Cross-domain answers a single health app can't give. "Why was my recovery index 40 last night?" pulls body temp, recent workout load, late-night message count, and alcohol keyword mentions in one query and answers with citations.
Provider-independence. When the next-generation model ships or I want to run on the plane, I swap it out. The persona contract, the derivation modules, the data layer, and the CLI don't change. The agent is the contract pointed at the derived tables; the vendor is just the interpreter.

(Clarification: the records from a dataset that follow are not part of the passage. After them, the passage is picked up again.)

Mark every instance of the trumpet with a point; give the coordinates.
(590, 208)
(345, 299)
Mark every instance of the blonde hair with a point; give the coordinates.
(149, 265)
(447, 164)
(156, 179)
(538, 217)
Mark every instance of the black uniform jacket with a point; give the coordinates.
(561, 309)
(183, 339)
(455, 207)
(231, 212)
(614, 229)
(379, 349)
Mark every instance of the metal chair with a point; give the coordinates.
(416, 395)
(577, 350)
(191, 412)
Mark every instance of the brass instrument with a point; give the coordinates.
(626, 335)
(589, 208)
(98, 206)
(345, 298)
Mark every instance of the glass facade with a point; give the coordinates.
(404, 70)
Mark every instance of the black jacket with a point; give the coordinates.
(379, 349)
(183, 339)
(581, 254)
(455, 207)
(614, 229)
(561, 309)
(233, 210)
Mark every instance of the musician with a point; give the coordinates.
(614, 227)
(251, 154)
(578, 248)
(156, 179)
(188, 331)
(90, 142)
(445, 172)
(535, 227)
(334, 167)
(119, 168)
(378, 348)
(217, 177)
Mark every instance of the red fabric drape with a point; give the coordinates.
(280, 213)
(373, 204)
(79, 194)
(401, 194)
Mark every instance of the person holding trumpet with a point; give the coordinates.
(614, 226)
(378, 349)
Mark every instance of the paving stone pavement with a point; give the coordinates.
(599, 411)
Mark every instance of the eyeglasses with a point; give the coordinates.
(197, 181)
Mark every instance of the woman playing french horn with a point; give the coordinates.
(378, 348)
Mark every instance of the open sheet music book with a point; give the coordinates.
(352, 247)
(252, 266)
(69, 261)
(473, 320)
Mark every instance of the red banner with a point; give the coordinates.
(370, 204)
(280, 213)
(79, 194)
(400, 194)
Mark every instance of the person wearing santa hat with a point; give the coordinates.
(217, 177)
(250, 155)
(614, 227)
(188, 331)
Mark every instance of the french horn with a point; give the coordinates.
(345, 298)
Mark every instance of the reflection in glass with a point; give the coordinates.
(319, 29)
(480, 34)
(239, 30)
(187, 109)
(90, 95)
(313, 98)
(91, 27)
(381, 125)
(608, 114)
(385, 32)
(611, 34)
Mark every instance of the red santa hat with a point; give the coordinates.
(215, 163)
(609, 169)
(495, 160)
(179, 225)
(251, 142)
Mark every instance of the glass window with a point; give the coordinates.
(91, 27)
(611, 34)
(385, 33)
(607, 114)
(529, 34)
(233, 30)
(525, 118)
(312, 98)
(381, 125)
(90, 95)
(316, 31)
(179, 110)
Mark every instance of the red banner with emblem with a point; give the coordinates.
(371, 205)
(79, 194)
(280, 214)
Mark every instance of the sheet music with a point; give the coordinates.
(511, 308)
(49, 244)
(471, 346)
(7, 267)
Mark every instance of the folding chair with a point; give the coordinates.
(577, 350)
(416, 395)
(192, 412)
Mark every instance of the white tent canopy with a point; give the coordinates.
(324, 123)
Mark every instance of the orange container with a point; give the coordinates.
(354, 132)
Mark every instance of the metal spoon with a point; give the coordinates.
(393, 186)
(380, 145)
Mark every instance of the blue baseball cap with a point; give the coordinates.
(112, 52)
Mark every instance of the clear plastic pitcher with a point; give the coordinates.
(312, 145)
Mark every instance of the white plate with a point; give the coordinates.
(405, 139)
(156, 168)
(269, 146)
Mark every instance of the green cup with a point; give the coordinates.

A reference implementation for the broader pattern. Plug in Whoop instead of Oura, a Withings scale instead of Renpho, an Apple Health export instead of iMessage — the sync shape is the same, the derivation tables sit on top, the persona contract still applies. github.com/gabrielkagan/vitals ships the abstracted version.

Privacy

Nothing on this page is identifying. The scatter is real but anonymized — no dates, no contact IDs, no names. The corpus and the agent's outputs stay on my machine, encrypted, never synced anywhere. The open-source repo ships with no data either. If you want a vitals corpus of your body and your messages, you point the adapters at your own accounts on your own laptop. That's the whole architecture.